Why emerging biopharma overestimates demand and underestimates friction
Rahul Gupta authored this article
Key takeaways
- Most emerging biopharma launches miss expectations not because the science fails, but because companies underestimate commercial friction.
- The gap between eligible patients and treated patients is operational, not clinical—and it is rarely modeled with the same rigor as demand.
- The biggest gaps emerge across payer access, physician adoption, patient activation and execution capacity.
- Companies that outperform operationalize earlier, model friction explicitly and deploy resources with greater precision.
Regulatory approval validates the science, but it does not validate the commercial pathway—yet many emerging biopharma companies forecast launches as though clinical demand alone determines commercial success. Most forecasting errors stem less from patient estimates than from underestimating the operational distance between prescription intent and therapy initiation.
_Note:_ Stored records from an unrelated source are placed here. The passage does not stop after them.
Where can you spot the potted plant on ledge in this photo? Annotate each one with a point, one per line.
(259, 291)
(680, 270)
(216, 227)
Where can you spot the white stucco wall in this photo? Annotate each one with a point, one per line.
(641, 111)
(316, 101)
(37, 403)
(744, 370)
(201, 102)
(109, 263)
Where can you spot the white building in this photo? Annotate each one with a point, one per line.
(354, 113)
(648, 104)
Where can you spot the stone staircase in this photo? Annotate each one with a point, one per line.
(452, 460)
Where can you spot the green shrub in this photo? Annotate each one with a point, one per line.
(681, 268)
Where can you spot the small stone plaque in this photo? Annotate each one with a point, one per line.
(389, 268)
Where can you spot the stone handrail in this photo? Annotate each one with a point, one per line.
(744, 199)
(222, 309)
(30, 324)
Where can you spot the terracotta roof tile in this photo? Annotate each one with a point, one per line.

That distance is friction—and increasingly it determines launch performance.
Most forecasts are built around epidemiology, diagnosed patients and adoption curves informed by clinical analogs. But emerging biopharma companies often treat commercialization as a linear progression from approval to adoption. It is not. Commercialization is ultimately a series of conversion points, and friction at each stage compounds downstream.
ZS analysis shows that only ~60% of recent launches meet or exceed initial expectations. Among those that miss, analyst estimates are reduced by ~40% in Year 1 and ~60% by Year 2. For emerging pharma leadership teams, the implication is direct: Launch underperformance is far more often an execution and conversion problem than a demand problem.
How do emerging biopharma companies overestimate coverage conversion?
Most forecasts are built around patient eligibility. But coverage doesn’t necessarily equal utilization.
Prior authorization, step edits and utilization management are now standard across specialty categories. Payers increasingly expect comparative value data and real-world evidence alongside clinical efficacy. When evidence packages are incomplete or misaligned, access friction intensifies—and emerging biopharma companies often face this challenge while building reimbursement infrastructure and hub capabilities for the first time.
The result is that conversion from coverage to therapy initiation is slower than forecast assumptions imply. Companies that operationalize access early create greater launch stability during the first 12 months, when investor expectations are formed.
What leaders should do
Leaders should act early and deliberately across three areas:
- Build payer evidence strategies in Phase 3
- Develop hub infrastructure before launch
- Model access as a staged conversion process, not a binary coverage milestone
If they don’t?
Scripts are written but not filled. Early launch momentum weakens before infrastructure matures, forcing organizations into reactive remediation rather than strategic execution.
Why doesn’t physician interest translate into early prescribing?
Physician interest does not translate into early prescribing when clinical uncertainty, reimbursement complexity and reputational risk delay action.
Market research captures what physicians say they may do. Prescribing data reflects what they actually do.
Prescribing a new therapy introduces clinical uncertainty, reimbursement complexity and reputational risk. Many physicians wait, not because they reject the therapy but because the perceived cost of being early exceeds the perceived cost of delay. Forecasts model total prescriber opportunity; real adoption concentrates within a much smaller segment of high-conviction early adopters.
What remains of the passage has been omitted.